First, lets load a few libraries we will need.
library(plyr)
library(dplyr)
##
## Attaching package: 'dplyr'
## The following objects are masked from 'package:plyr':
##
## arrange, count, desc, failwith, id, mutate, rename, summarise,
## summarize
## The following objects are masked from 'package:stats':
##
## filter, lag
## The following objects are masked from 'package:base':
##
## intersect, setdiff, setequal, union
library(haven)
library(ggplot2)
Now we load our IPUMS data from my professor’s github account.
ipums<-read_dta("https://github.com/coreysparks/data/blob/master/usa_00045.dta?raw=true")
Here, we’d like to create a histogram of family size – but only for “household heads” (defined in the data as “ipums$relate==1”).
ipums %>%
filter(relate==1) %>%
ggplot() +
geom_histogram(aes(famsize))
## Don't know how to automatically pick scale for object of type labelled. Defaulting to continuous.
## `stat_bin()` using `bins = 30`. Pick better value with `binwidth`.
This looks pretty ugly. Let’s improve it by making our bins have the same width as the variable “famsize”" (that is, “famsize”" increases in increments of 1, so we can iterate our graph in the same increments for a smoother look):
ipums %>%
filter(relate==1) %>%
ggplot() +
geom_histogram(aes(famsize),binwidth = 1) +
xlab(label = "Family Size for Household Heads")
## Don't know how to automatically pick scale for object of type labelled. Defaulting to continuous.
Here, I have been asked to list summary stats for Foreign- and US-Born heads-of-households. I would like to know their mean family sizes, along with the standard deviation of this measurement. We’ve accomplished this by creating a new variable (“birthplace”), grouping by that new variable and then checking the mean and standard deviation of “famsize” accordingly.
ipums %>%
filter(relate==1) %>%
mutate(birthplace=ifelse(bpl<=120,"US_BORN","FOREIGN_BORN")) %>%
group_by(birthplace) %>%
summarise(mean_family_size=mean(famsize),sd=sd(famsize))
## # A tibble: 2 x 3
## birthplace mean_family_size sd
## <chr> <dbl> <dbl>
## 1 FOREIGN_BORN 2.934445 1.683525
## 2 US_BORN 2.290301 1.332221
Here we see that foreign-born heads-of-household tend to have slightly bigger families than US-born heads-of-household.

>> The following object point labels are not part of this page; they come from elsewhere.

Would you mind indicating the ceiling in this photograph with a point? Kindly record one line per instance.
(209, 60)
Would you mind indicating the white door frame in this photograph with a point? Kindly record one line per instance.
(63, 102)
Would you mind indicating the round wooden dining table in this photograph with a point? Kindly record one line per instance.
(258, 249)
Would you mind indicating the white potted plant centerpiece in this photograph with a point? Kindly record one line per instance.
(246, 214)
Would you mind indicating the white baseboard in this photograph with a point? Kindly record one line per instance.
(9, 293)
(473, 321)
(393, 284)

Here, I’ve been asked to create a histogram of the above two groups (Foreign Born vs. US Born). I’ve done this by running a histogram but using “facet_wrap” to separate by birthplace.
ipums %>%
filter(relate==1) %>%
mutate(birthplace=ifelse(bpl<=120,"US_BORN","FOREIGN_BORN")) %>%
group_by(birthplace) %>%
ggplot() +
geom_histogram(aes(famsize),binwidth = 1) +
facet_wrap(~birthplace) +
xlab("Family Size") +
ggtitle(label="Foreign-Born vs. US-Born Heads-of-Households by Family Size")
## Don't know how to automatically pick scale for object of type labelled. Defaulting to continuous.

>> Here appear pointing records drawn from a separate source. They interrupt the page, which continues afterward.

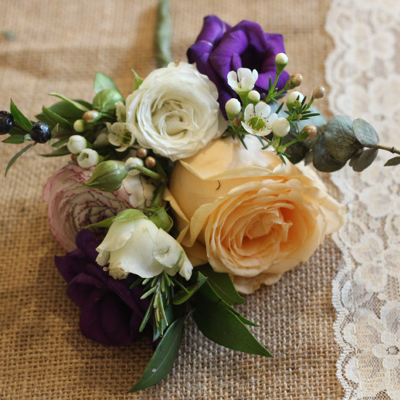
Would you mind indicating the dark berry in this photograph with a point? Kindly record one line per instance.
(40, 133)
(6, 122)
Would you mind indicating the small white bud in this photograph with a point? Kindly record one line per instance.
(233, 108)
(281, 127)
(132, 161)
(292, 99)
(254, 96)
(76, 144)
(102, 140)
(88, 158)
(281, 59)
(79, 125)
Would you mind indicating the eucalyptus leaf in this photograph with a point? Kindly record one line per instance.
(12, 161)
(56, 118)
(365, 133)
(392, 162)
(103, 81)
(223, 327)
(182, 296)
(74, 103)
(125, 215)
(323, 160)
(340, 138)
(19, 118)
(15, 139)
(364, 160)
(163, 358)
(62, 151)
(222, 284)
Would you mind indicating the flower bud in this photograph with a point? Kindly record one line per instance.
(134, 161)
(88, 158)
(105, 100)
(107, 176)
(281, 127)
(90, 116)
(101, 140)
(79, 125)
(254, 96)
(307, 132)
(232, 108)
(292, 98)
(319, 92)
(76, 144)
(294, 81)
(281, 61)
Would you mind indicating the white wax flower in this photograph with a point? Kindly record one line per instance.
(258, 119)
(76, 143)
(243, 81)
(132, 161)
(281, 127)
(233, 107)
(88, 158)
(174, 112)
(139, 247)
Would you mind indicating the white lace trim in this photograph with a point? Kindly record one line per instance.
(364, 75)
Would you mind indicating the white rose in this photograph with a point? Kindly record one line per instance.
(139, 247)
(174, 112)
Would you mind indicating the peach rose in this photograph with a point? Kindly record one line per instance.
(248, 214)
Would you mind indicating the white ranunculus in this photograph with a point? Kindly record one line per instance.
(174, 112)
(141, 248)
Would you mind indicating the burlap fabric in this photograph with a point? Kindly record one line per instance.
(59, 46)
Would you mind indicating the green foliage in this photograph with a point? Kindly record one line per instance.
(19, 119)
(222, 326)
(163, 358)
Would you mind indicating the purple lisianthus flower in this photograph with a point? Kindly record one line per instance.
(220, 49)
(111, 313)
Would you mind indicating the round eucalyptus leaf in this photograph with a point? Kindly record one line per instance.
(323, 159)
(340, 138)
(365, 133)
(364, 160)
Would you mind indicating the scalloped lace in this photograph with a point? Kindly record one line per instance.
(364, 74)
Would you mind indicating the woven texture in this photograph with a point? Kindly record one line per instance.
(59, 46)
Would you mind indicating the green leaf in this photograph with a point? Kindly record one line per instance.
(163, 358)
(223, 327)
(125, 215)
(74, 103)
(56, 119)
(102, 82)
(323, 159)
(15, 139)
(182, 296)
(62, 151)
(208, 295)
(340, 138)
(138, 80)
(364, 160)
(222, 284)
(12, 161)
(19, 118)
(393, 161)
(365, 133)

Foreign-Born and US-Born seem very different, and this is largely because the population of Foreign-Born heads-of-households is much smaller than US Born heads-of-households.

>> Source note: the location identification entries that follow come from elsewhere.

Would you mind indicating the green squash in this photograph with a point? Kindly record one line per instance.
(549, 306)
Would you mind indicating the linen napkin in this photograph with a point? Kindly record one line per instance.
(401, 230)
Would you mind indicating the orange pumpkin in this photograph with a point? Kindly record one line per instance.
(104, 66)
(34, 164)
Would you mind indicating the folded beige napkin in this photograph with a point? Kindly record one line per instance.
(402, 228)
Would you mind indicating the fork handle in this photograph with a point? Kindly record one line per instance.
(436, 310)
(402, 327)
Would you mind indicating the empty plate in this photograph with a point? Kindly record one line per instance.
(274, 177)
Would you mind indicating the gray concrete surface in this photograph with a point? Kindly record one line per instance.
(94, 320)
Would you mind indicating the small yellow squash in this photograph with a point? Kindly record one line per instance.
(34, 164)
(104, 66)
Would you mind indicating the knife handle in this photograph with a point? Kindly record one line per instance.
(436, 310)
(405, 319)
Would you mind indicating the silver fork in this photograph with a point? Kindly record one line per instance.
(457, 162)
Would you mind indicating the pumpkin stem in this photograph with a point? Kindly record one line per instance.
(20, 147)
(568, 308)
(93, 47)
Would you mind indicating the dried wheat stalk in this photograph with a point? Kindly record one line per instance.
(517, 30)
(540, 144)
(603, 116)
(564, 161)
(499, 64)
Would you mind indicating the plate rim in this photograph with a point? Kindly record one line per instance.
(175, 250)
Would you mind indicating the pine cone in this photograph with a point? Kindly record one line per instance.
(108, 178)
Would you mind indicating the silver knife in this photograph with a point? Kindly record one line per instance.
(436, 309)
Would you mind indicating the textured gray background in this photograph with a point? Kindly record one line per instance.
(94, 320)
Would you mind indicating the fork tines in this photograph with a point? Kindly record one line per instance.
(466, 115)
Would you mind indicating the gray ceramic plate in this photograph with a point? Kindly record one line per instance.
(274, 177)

Here, I run a box-and-whisker (boxplot) for the same data:
ipums %>%
filter(relate==1) %>%
mutate(birthplace=ifelse(bpl<=120,"US_BORN","FOREIGN_BORN")) %>%
ggplot()+
geom_boxplot(aes(x=birthplace,y=famsize))+
ggtitle(label="Family Size by Head-of-Household Place of Birth (Foreign or US-Born)")+
xlab("Place of Birth")+
ylab("Family Size")
## Don't know how to automatically pick scale for object of type labelled. Defaulting to continuous.
As you can see, the mean family size of foreign-born heads-of-households remains somewhat higher than US-born heads-of-households.
Here, I’ve been asked to plot the average size of the family versus the age of the head-of-household.
ipums %>%
filter(relate==1) %>%
group_by(famsize,age) %>%
summarise(mean_family_size=mean(famsize,na.rm=T)) %>%
ggplot()+
geom_point(aes(x=age,y=mean_family_size),size=.1)+
geom_smooth(aes(x=age,y=mean_family_size),method="loess")+
xlab("Age")+
ylab("Mean Family Size")+
ggtitle(label="Mean Family Size By Age of the Head-of-Household")
## Don't know how to automatically pick scale for object of type labelled. Defaulting to continuous.
From this plot, we can see that family size rises by the age of the head-of-household, until the late 40’s, when it begins to steadily decline. This is in line with the observations of family structure discussed in class: families tend to grow with age (through the childbearing years) while beginning to decline once the head-of-household becomes elderly.